Posted: August 2nd, 2015 9:01 PM

Such a wonderful heartfelt series. At Pro Bono Network we see so many clients who, if they had had access to low-level mental health services, could have avoided many large legal problems.Great that Dawn is contributing to spread the word through her personal account.

Lydia Villanueva-Soto from Oak Park   

Posted: July 31st, 2015 11:22 AM

Thank you for sharing your story, Dawn. Mental illness is present in many families and it takes more than just medication to find peace. Growing up around a family member with the disease wasn't easy but I am thankful for those around me that made life just a bit easier. I hope you continue to heal and sharing your story.

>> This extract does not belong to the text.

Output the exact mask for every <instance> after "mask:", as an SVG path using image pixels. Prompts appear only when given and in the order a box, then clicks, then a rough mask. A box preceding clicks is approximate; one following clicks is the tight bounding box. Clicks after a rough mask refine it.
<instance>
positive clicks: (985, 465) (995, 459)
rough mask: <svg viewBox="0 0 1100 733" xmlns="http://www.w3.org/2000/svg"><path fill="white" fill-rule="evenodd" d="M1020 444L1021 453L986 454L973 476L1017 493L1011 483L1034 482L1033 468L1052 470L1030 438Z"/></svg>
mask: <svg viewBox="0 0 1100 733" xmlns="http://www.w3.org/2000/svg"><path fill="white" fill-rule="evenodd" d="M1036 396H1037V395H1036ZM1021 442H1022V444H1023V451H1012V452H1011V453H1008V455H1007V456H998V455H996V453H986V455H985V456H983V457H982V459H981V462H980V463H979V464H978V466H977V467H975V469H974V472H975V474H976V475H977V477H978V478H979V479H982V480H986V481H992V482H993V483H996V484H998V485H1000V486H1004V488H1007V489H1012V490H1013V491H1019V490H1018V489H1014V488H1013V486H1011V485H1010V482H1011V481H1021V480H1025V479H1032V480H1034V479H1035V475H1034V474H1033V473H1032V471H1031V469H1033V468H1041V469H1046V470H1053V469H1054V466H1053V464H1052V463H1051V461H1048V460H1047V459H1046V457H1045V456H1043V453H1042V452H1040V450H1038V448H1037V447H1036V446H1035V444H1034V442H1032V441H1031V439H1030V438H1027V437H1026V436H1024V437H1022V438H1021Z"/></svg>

Charles Torpe from Elmwood Park  

Posted: July 31st, 2015 11:09 AM

Thank you Dawn for sharing your family's story. I work at NAMI Metro Suburban in Oak Park (National Alliance on Mental Illness). There's a participant there, who speaks publically about his story of recovery. There are two phases he shares that always stick with me. "What you resist persists" and "it's the secrets that keep us sick". Thanks for being public with your family's story, advocating for the importance of recovery, and transcending the stigma around mental illness. Your courage supports and helps heal us all. Peace to you and your family.

Sarah Johnson from Chicago  

Posted: July 30th, 2015 11:34 AM

As a family member and friend to people who have struggled with mental health issues, I hear your pain, sadness, and finally, acceptance. I am truly sorry for your loss. No words I can say here can so eloquently and candidly mean so much as your compelling story. I can add a voice to yours about mental illness and why we need to have a cultural and national dialogue about how we view it and treat it. Too long has society created stigma around mental illness when we should be treating like any physical illness. Too long has society pretended that each individual's problem is only their own when it comes to their struggle with mental health. It affects 100% of our population in some form or another. Every single one of us lives or interacts with mental health problems at work, school, and home. We need more stories like yours. We need an open dialogue and support for sisters, friends, spouses, and everyone else we know who needs help. Thank you for your story. This is one step closer to helping us all understand that we aren't alone. And, we can have a voice for those who can't speak for themselves.